JAKARTA – Mantan Jaksa Agung Muda Bidang Tindak Pidana Khusus (Jampidsus), Febrie Adriansyah (FA), hingga kini belum ditahan meski telah ditetapkan sebagai tersangka dalam tiga perkara dugaan korupsi yang berkaitan dengan kasus batu bara, PT ASABRI, dan Krakatau Steel.
Pelaksana Tugas (Plt) Jampidsus Rudi Margono mengatakan proses penahanan belum dilakukan karena Kejaksaan Agung masih menunggu pelimpahan berkas perkara secara lengkap dari Korps Pemberantasan Tindak Pidana Korupsi (Kortastipidkor) Polri.
"Belum, belum dilakukan penahanan kan informasinya," kata Rudi Margono di Gedung Utama Kejaksaan Agung, Jakarta Selatan, Sabtu (11/7/2026).
Baca Juga: Ketua Dekranasda Batu Bara Hadiri Puncak Peringatan HUT ke-46 Dekranas di Makassar Menurut Rudi, setelah seluruh dokumen penyidikan diterima, Kejaksaan Agung bersama penyidik Kortastipidkor Polri akan melakukan gelar perkara untuk menentukan langkah hukum berikutnya.
"Nanti berkas-berkasnya hari ini kan menyusul, sama berita acaranya.
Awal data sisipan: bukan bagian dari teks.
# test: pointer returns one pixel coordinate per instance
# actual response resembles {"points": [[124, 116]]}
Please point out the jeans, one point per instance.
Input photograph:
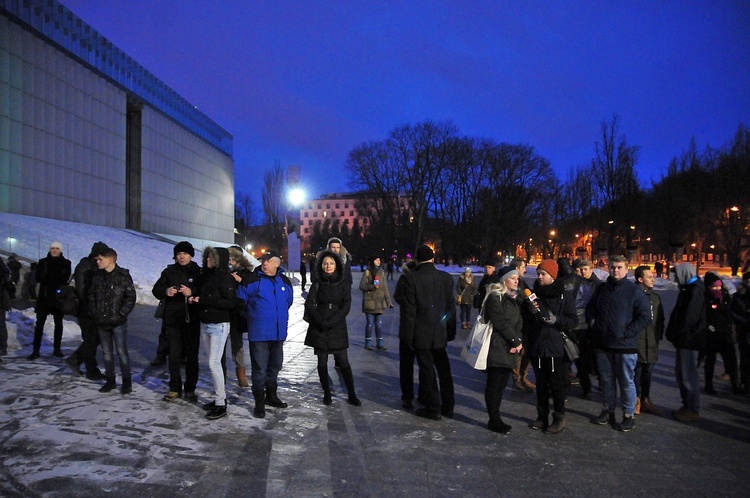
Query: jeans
{"points": [[266, 359], [686, 371], [620, 369], [214, 337], [115, 338], [643, 379], [374, 318]]}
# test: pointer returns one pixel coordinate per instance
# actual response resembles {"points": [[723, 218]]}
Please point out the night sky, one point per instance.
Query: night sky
{"points": [[305, 82]]}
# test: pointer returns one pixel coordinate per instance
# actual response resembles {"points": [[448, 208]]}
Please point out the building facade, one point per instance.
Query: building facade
{"points": [[89, 135]]}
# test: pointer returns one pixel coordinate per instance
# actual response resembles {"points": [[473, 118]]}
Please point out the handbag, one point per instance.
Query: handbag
{"points": [[478, 344], [571, 348]]}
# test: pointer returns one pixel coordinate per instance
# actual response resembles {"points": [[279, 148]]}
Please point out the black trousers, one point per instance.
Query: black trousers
{"points": [[184, 340], [550, 381], [497, 379], [429, 361]]}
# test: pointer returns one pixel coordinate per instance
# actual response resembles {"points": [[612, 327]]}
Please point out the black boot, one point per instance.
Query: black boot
{"points": [[109, 384], [325, 384], [349, 381], [127, 385], [260, 403], [272, 398]]}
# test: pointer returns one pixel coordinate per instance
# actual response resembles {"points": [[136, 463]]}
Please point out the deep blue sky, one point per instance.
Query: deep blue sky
{"points": [[305, 82]]}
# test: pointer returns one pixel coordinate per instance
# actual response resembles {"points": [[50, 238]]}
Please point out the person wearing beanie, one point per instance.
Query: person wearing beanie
{"points": [[550, 314], [686, 330], [740, 308], [375, 299], [617, 313], [86, 352], [180, 323], [52, 273], [428, 322], [719, 336], [466, 288]]}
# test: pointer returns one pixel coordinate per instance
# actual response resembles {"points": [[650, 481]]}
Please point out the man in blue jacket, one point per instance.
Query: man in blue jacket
{"points": [[267, 294], [617, 312]]}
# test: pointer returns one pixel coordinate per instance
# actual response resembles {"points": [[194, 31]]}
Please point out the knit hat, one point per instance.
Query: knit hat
{"points": [[425, 253], [184, 246], [550, 266], [98, 249], [505, 273]]}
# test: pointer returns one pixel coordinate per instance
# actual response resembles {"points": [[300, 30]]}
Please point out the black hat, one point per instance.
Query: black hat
{"points": [[98, 249], [269, 254], [184, 246], [425, 253]]}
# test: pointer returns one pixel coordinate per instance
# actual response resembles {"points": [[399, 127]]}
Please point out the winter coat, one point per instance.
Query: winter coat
{"points": [[687, 323], [466, 289], [111, 297], [176, 308], [267, 301], [374, 300], [619, 310], [718, 321], [428, 308], [545, 340], [648, 338], [326, 307], [217, 299], [51, 274], [504, 313]]}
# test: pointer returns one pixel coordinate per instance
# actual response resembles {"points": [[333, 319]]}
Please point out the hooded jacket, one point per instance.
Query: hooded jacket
{"points": [[111, 297], [327, 305], [218, 298], [687, 323], [266, 300], [619, 310]]}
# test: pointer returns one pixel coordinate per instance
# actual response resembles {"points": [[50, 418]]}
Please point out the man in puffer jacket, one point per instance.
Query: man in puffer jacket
{"points": [[617, 312], [110, 300], [687, 332]]}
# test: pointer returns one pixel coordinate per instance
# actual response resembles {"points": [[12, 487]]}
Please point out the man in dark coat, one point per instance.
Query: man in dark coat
{"points": [[687, 332], [617, 312], [52, 273], [428, 322], [86, 352], [175, 285]]}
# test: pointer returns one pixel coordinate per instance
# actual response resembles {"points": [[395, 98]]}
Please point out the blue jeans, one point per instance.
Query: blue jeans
{"points": [[266, 359], [686, 371], [214, 337], [620, 368], [374, 319], [115, 338]]}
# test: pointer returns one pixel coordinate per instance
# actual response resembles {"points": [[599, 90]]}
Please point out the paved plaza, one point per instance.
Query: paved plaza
{"points": [[61, 437]]}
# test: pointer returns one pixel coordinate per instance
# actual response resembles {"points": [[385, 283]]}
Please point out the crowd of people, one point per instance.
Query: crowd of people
{"points": [[607, 330]]}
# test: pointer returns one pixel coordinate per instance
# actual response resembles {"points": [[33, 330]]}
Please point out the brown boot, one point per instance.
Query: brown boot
{"points": [[241, 378]]}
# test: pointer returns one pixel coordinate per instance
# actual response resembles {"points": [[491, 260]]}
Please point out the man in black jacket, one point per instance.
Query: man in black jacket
{"points": [[110, 301], [687, 332], [428, 322]]}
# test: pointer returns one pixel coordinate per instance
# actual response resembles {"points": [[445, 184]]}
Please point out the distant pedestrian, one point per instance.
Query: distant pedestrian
{"points": [[175, 285], [267, 295], [216, 301], [110, 301], [428, 322], [52, 273], [687, 332], [375, 299], [326, 308]]}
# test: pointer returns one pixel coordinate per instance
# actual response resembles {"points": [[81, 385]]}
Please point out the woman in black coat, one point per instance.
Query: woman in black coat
{"points": [[327, 305], [501, 310]]}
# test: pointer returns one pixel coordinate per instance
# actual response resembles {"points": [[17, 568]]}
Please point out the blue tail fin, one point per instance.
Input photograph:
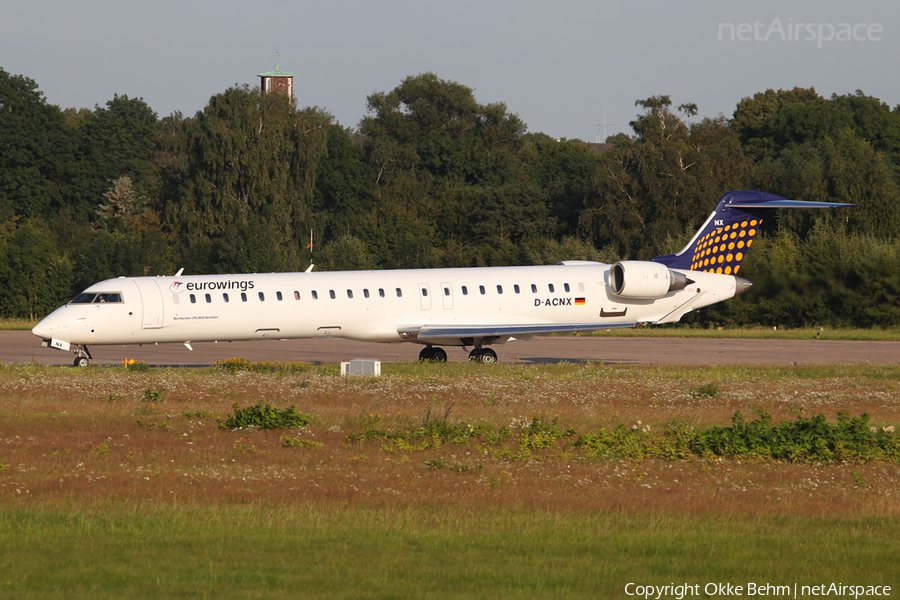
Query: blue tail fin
{"points": [[722, 241]]}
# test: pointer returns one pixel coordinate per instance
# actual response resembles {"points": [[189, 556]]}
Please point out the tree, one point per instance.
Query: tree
{"points": [[117, 141], [654, 187], [345, 185], [36, 150], [565, 172], [34, 279], [437, 154], [247, 156]]}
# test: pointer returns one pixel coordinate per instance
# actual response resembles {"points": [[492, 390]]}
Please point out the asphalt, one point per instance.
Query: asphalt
{"points": [[18, 347]]}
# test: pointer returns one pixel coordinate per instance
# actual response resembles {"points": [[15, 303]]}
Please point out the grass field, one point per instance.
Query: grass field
{"points": [[680, 330], [120, 483]]}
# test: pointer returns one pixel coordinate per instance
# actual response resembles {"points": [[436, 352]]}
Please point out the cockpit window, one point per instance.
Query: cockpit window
{"points": [[111, 297], [95, 298]]}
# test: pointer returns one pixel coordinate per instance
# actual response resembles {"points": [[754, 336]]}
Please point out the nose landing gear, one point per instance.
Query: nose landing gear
{"points": [[83, 356], [433, 354]]}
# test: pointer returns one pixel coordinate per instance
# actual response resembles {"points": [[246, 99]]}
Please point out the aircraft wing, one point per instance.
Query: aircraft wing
{"points": [[488, 334]]}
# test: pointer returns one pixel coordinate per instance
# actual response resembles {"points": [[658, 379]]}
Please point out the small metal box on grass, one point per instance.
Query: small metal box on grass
{"points": [[361, 366]]}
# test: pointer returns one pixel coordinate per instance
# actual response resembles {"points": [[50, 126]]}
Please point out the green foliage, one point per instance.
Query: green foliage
{"points": [[289, 442], [807, 440], [247, 160], [706, 390], [37, 151], [266, 417], [661, 184], [234, 365]]}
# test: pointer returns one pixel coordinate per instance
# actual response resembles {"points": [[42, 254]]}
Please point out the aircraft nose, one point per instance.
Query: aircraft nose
{"points": [[741, 285]]}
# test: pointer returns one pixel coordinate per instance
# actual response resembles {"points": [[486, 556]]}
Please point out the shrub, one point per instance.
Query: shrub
{"points": [[266, 417]]}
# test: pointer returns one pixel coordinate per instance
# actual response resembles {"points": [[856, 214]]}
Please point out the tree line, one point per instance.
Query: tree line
{"points": [[431, 178]]}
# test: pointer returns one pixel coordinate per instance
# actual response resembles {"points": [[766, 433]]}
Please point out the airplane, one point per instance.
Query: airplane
{"points": [[468, 307]]}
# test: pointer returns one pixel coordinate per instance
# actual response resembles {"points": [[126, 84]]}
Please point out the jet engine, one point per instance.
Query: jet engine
{"points": [[644, 279]]}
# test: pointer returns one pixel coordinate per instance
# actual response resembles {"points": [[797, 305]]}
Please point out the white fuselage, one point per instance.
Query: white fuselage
{"points": [[376, 306]]}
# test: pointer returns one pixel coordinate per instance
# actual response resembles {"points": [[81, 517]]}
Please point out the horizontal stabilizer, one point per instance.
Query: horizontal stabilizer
{"points": [[787, 204], [721, 243]]}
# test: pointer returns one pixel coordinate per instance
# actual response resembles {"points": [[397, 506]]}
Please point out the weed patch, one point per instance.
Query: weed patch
{"points": [[266, 417]]}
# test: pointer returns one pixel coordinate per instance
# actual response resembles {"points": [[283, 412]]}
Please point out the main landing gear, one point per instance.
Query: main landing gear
{"points": [[432, 354], [485, 356]]}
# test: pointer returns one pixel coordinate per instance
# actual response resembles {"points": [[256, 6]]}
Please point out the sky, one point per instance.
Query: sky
{"points": [[571, 69]]}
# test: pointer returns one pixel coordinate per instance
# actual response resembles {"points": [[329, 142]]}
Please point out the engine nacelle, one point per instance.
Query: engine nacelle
{"points": [[644, 279]]}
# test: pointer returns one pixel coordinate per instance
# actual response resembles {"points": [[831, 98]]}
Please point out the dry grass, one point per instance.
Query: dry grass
{"points": [[85, 438]]}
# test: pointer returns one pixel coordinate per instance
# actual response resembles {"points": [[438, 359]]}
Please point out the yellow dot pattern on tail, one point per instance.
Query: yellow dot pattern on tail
{"points": [[722, 250]]}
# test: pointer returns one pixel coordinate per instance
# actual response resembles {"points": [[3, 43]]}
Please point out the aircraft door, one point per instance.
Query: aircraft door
{"points": [[447, 295], [424, 296], [151, 298]]}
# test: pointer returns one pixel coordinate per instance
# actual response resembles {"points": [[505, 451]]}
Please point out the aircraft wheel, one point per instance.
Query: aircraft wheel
{"points": [[487, 356]]}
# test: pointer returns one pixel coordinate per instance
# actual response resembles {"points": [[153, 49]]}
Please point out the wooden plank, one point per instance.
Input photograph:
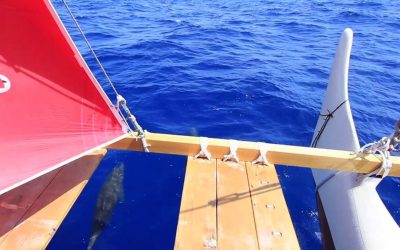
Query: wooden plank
{"points": [[248, 151], [15, 203], [235, 220], [42, 219], [197, 226], [274, 225]]}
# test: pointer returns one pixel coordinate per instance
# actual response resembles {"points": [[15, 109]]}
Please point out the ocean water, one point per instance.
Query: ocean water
{"points": [[250, 70]]}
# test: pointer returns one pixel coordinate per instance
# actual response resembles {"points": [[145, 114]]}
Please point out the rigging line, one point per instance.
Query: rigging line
{"points": [[120, 100], [326, 120], [89, 46]]}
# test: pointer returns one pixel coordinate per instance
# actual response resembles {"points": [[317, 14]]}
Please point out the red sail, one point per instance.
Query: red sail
{"points": [[52, 110]]}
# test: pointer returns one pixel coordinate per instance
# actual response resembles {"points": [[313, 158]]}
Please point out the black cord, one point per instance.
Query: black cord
{"points": [[326, 120]]}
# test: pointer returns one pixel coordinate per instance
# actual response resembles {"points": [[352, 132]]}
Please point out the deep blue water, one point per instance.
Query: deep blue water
{"points": [[250, 70]]}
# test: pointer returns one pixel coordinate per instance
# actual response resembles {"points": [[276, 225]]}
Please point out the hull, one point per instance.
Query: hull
{"points": [[355, 214]]}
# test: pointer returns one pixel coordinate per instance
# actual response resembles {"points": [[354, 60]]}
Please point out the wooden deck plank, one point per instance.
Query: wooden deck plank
{"points": [[274, 226], [235, 220], [248, 151], [15, 203], [40, 222], [197, 217]]}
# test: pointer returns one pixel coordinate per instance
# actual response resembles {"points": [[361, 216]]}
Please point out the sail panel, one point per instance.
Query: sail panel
{"points": [[52, 109]]}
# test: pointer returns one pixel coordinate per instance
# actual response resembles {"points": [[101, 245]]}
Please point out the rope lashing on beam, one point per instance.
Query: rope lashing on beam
{"points": [[121, 102], [203, 149], [262, 158], [383, 147], [232, 156]]}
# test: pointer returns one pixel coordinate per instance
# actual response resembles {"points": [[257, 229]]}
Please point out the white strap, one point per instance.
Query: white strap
{"points": [[203, 149], [385, 167], [232, 156], [262, 158]]}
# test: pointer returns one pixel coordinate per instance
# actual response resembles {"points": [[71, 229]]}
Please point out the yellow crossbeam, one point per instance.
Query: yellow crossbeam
{"points": [[248, 151]]}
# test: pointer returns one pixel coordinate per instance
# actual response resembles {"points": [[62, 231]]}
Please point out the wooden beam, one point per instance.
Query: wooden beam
{"points": [[248, 151]]}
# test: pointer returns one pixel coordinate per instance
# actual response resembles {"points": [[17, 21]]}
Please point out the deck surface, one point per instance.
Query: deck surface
{"points": [[31, 214], [233, 206]]}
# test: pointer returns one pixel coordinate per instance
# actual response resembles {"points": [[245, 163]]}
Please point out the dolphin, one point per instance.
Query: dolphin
{"points": [[111, 193]]}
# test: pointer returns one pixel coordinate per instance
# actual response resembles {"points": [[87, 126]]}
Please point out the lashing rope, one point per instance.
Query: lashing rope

Baru kita ekspose bersama dengan tim Kortas Tipikor," ujarnya.
Penetapan Febrie sebagai tersangka diumumkan dalam konferensi pers di Gedung Kejaksaan Agung.
Selain Febrie, penyidik juga menetapkan Don Ritto (DR) dari pihak swasta sebagai tersangka.
Kepala Kortastipidkor Polri Irjen Totok Suharyanto menjelaskan Don Ritto diduga melakukan tindak pidana pencucian uang yang berasal dari hasil tindak pidana korupsi.
"Saudara DR yang telah melakukan tindak pidana pencucian uang yang diduga berasal dari tindak pidana korupsi. Kemudian kita juga telah menetapkan Saudara FA dalam perkara dugaan tindak pidana korupsi dan atau tindak pidana pencucian uang dalam proses penanganan hukum oleh pegawai negeri atau oknum penyelenggara negara," kata Totok.
Don Ritto dijerat Pasal 4 dan/atau Pasal 5 juncto Pasal 10 Undang-Undang Nomor 8 Tahun 2010 tentang Tindak Pidana Pencucian Uang serta Pasal 607 ayat (1) huruf b dan c KUHP baru.
Sementara itu, Febrie Adriansyah disangkakan melanggar Pasal 12 huruf e Undang-Undang Tindak Pidana Korupsi, Pasal 3 dan Pasal 4 Undang-Undang Tindak Pidana Pencucian Uang (TPPU), serta Pasal 607 ayat (1) huruf a dan b KUHP baru.
Ketiga perkara yang menjerat Febrie sebelumnya ditangani Kortastipidkor Polri sebelum akhirnya dilimpahkan ke Kejaksaan Agung sebagai bagian dari sinergi antarpenegak hukum.